MULTAN: A proposal was sent to the Punjab Archaeology Department for conservation and restoration of the Nawab Muzaffar Khan Saddozai Palace, still standing tall but decaying inside the historical fortification wall of Shujabad.
Under the proposed plan, the missing wooden roof of the palace would be restored, underpinning of decaying walls with original size bricks, application of kankar lime/glazed lime plaster, restoration of fresco and brick imitation work, wooden door and windows, wooden shed (chajja), brick flooring, boundary wall, plinth protection, electrification, development of surrounding area, and a history indication board.
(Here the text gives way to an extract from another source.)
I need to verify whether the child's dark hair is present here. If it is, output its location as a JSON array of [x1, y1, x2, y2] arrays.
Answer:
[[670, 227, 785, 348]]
The cost of the project has been assessed at around Rs25 million and it would be completed within two years, provided it is finally approved by the provincial government.
The Shujabad fortification wall was built by Nawab Muzaffar Khan’s father Nawab Shuja Khan and it was conserved and restored by the Punjab Archaeology Department eight years ago. However, around 80 per cent of the work was completed but some of the portions were left unattended mainly due to encroachments.
A noted expert and historian, Ahmad Nabi Khan, has discovered ‘Zubdat al-Akhbar’, a treatise on the Saddozai rulers of Multan written in Persian by Munshi Sher Muhammad Nadir, an official of Nawab Sarfraz Khan’s era.
The manuscript, now in the collection of the Research Society of Pakistan, is a copy prepared after 1870 from the original text written in 1832. Its authenticity and relevance though are unquestioned, the report says.
Khan traced the lineage of the Saddozais over a span of 250 years from their feudal service to the Safavid kings of Persia for whom they guarded the highways running from Herat to Kandahar, through 1652 when the first Saddozai, Shah Hussain, migrated to Multan and was received in the state by Prince (later emperor) Aurangzeb.
The archaeology officials say they studied the monument before proposing its inclusion in the ADP 2018-19.